The RPTF maintains a series of themed caucus groups that explore funding opportunities, help identify and generate metadata on relevant collections, and encourage academic study and educational uses of radio in their respective areas.
African American and Civil Rights Radio
Chair: Bala Baptiste (Miles College)
The caucus seeks to publish relevant scholarship and make publicly available materials concerning the relationship between radio, African Americans, and the Civil Rights Movement, with a particular focus on the years between 1948 and 1968.
Chair: Alejandra Bronfman (SUNY Albany)
This caucus includes professors, graduate students, librarians, archivists and independent scholars. Its members work on publications that draw from recently digitized Caribbean materials in the US, creating lesson plans and disseminating information about their collections, including planning for a series of multilingual audio essays.

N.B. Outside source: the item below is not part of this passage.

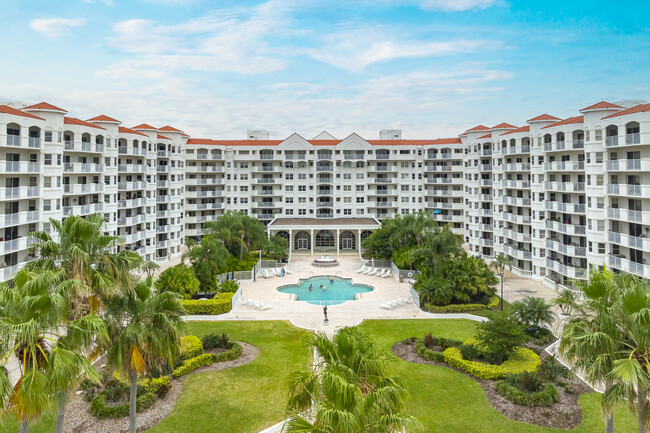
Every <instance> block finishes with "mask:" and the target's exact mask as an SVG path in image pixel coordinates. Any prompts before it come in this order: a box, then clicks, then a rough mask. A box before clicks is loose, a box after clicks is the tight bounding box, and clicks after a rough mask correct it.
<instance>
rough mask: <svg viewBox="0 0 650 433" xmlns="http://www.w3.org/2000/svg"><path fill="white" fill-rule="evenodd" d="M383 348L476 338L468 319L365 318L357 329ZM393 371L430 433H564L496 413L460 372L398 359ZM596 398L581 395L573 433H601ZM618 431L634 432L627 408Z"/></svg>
mask: <svg viewBox="0 0 650 433" xmlns="http://www.w3.org/2000/svg"><path fill="white" fill-rule="evenodd" d="M361 327H362V329H364V330H365V331H366V332H367V333H368V334H370V335H371V336H373V337H374V338H375V339H376V340H377V341H378V342H379V343H380V344H381V345H382V346H384V347H385V348H386V349H388V350H390V348H391V346H392V345H393V344H394V343H396V342H397V341H400V340H403V339H404V338H407V337H412V336H418V337H419V336H424V334H426V333H427V332H431V333H432V334H433V335H436V336H442V337H447V338H455V339H461V340H462V339H466V338H469V337H471V336H472V335H473V334H474V329H475V327H476V324H475V323H474V322H471V321H468V320H447V319H442V320H438V319H432V320H369V321H366V322H364V323H363V324H362V325H361ZM395 373H396V374H397V375H399V376H400V377H401V378H402V380H403V381H404V384H405V386H406V388H407V389H408V391H409V393H410V395H411V399H410V401H409V402H408V403H407V411H408V413H409V414H411V415H415V416H416V417H418V419H420V421H422V423H423V424H424V425H425V427H426V428H427V429H428V431H429V432H436V433H444V432H449V433H452V432H461V431H463V432H465V431H466V432H477V433H480V432H485V433H497V432H517V433H519V432H522V433H528V432H531V433H540V432H562V431H566V430H558V429H549V428H543V427H538V426H533V425H530V424H526V423H522V422H517V421H512V420H510V419H508V418H506V417H505V416H503V415H502V414H501V413H499V411H497V410H496V409H495V408H494V407H493V406H492V405H491V404H490V402H489V400H488V399H487V396H486V395H485V392H484V391H483V388H481V386H480V385H479V384H478V383H476V382H474V381H473V380H472V379H470V378H468V377H467V376H465V375H464V374H462V373H459V372H457V371H453V370H450V369H448V368H445V367H439V366H435V365H425V364H414V363H410V362H405V361H401V360H400V361H398V362H397V363H396V365H395ZM599 401H600V395H599V394H597V393H590V394H584V395H582V396H581V397H580V400H579V402H580V405H581V406H582V409H583V420H582V423H581V424H580V426H578V428H576V429H574V430H571V431H572V432H576V433H588V432H597V431H604V423H603V421H602V418H601V414H600V406H599ZM614 426H615V431H616V432H629V431H636V430H635V429H636V423H635V419H634V417H633V415H632V414H631V413H630V412H629V411H628V410H627V408H625V407H621V408H620V409H619V410H617V411H616V413H615V416H614Z"/></svg>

College, Community, and Educational Radio
Chairs: Laura Schnitker (University of Maryland), Kate Jewell (Fitchburg State University), Jennifer Waits (Radio Survivor)
This caucus supports and promotes the preservation of college, community and educational radio archives and resources.
Please contact the caucus here: RPTF.CCER@gmail.com
Gender and Sexuality
Chair: Kathy Battles (Oakland University)
This caucus seeks to identify and preserve recorded radio sound related to LGBTQIA communities, with a specific focus on women’s voices. It works with local broadcasters and collectors, as well as activists groups connected to LGBTQIA and/or feminist education and social movements.
History of In-Studio Performances
Chair: Kate Jewell (Fitchburg State University), Miles Levy (Smithsonian Channel), Elena Razlogova (Concordia)
This caucus works with music labels to document and increase the public availability of recordings and other materials connected to musical performances aired live from radio studios and remote venues.
Chair: Inés Casillas (University of California, Santa Barbara)
This caucus focuses on identifying collections of early Spanish-language and bilingual radio, facilitates the preservation of Spanish-language and bilingual radio materials, and encourages academic and public scholarship on Spanish-language and bilingual radio for broadcasting history and culture in the United States.